ID-based — both catalogs share an object ID

Rubin's object and objectForcedSource catalogs both carry objectId. When that holds you don't need a positional match — an ordinary integer-ID join is correct and cheaper (no kd-tree). With nested=True you get one row per object with the source columns folded into per-object lists:

object_lightcurves.py
import acid

acid.init("catalogs.yaml", workers=8)

light = (acid.open("object")
         .where("g_mag < 22")
         .join(acid.open("objectForcedSource"),
               on="objectId",
               how="left",
               nested=True,
               order_by="midpointMjdTai"))   # sort each list by time

tbl = light.to_astropy()
# one row per object; the source columns are per-object lists.
import acid

acid.init("catalogs.yaml", workers=8)

# SQL produces the exploded (one-row-per-detection) shape; the
# per-object list fold is a fluent-only feature.
r = acid.sql.query("""
    SELECT obj.objectId, obj.ra, obj.dec, fs.midpointMjdTai, fs.psfFlux
    FROM   object AS obj
    JOIN   objectForcedSource AS fs ON obj.objectId = fs.objectId
    WHERE  obj.g_mag < 22
""")
df = r.to_polars()

What you get back from the fluent form: one row per object, with the objectForcedSource columns as list<T> columns, each sorted by midpointMjdTai so element i of every list is the same detection.
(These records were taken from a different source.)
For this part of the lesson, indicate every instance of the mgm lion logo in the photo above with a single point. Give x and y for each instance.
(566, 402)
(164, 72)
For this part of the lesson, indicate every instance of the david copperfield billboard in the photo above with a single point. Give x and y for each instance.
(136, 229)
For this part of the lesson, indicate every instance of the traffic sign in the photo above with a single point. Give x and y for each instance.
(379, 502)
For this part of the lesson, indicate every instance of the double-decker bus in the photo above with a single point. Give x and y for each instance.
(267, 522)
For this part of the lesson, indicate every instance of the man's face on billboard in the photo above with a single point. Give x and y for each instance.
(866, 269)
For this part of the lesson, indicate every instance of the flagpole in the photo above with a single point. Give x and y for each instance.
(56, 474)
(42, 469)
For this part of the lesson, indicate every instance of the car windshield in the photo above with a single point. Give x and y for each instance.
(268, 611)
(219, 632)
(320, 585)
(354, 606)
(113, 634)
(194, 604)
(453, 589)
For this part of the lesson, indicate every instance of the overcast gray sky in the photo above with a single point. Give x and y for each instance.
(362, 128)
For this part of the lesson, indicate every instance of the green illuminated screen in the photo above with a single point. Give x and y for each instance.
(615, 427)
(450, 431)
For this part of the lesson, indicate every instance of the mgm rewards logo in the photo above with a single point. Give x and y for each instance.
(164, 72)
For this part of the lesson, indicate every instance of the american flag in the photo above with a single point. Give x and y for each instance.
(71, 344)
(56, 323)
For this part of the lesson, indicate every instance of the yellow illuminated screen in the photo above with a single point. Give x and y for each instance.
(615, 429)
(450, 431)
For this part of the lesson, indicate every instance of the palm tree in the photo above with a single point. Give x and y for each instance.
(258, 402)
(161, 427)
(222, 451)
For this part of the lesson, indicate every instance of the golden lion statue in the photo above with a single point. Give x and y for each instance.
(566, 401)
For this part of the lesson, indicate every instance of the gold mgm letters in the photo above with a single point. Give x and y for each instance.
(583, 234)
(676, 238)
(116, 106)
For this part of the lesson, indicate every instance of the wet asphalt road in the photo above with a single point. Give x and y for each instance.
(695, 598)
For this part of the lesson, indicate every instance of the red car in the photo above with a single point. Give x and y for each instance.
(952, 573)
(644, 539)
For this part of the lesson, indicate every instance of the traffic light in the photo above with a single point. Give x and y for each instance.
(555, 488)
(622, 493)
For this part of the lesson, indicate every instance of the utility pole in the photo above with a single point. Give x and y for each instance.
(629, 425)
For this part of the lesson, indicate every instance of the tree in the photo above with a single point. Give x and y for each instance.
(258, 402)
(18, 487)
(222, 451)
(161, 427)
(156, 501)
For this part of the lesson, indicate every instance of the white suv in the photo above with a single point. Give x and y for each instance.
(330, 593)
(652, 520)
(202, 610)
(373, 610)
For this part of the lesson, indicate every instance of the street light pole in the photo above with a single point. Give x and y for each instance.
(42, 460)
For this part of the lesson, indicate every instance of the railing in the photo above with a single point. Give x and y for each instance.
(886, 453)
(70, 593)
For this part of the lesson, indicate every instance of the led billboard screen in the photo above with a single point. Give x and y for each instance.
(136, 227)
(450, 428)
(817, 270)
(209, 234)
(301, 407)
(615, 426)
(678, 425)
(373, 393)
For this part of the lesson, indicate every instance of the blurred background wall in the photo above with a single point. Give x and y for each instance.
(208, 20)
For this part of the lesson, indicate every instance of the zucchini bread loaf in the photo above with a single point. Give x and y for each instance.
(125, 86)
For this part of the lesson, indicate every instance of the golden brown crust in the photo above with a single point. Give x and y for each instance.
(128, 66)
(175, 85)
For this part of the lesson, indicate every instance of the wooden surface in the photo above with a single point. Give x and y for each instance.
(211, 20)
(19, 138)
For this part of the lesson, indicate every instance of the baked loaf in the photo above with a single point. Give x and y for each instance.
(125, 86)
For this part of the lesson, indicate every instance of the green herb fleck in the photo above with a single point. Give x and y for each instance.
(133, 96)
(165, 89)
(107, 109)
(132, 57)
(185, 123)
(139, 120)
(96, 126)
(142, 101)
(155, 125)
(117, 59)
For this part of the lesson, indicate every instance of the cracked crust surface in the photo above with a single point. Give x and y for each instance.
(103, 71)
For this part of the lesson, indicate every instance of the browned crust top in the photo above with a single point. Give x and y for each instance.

Objects with no detections (only on a how="left" join) get empty lists ([]), not a phantom [null].

on takes a single column name (used on both sides) or a (left, right) tuple when the columns are named differently. Both keys must be integer-ID columns; for non-integer or compound keys, drop into acid.sql.query(...).

The locality contract for an equi-join

An equi-join asserts the right catalog is localized: rows sharing a key (a source and its parent object) sit at the same HEALPix position to within the right catalog's margin-cache radius (radius 0 = exact pixel — the layout Rubin's object / objectForcedSource tables use). The right catalog must carry _healpix_29 and a declared margin cache, or acid rejects the join with a ValidationError. This is the normal layout for a survey's object/source tables; a position-less lookup table (no coordinates) is a different tool — see attaching a lookup table.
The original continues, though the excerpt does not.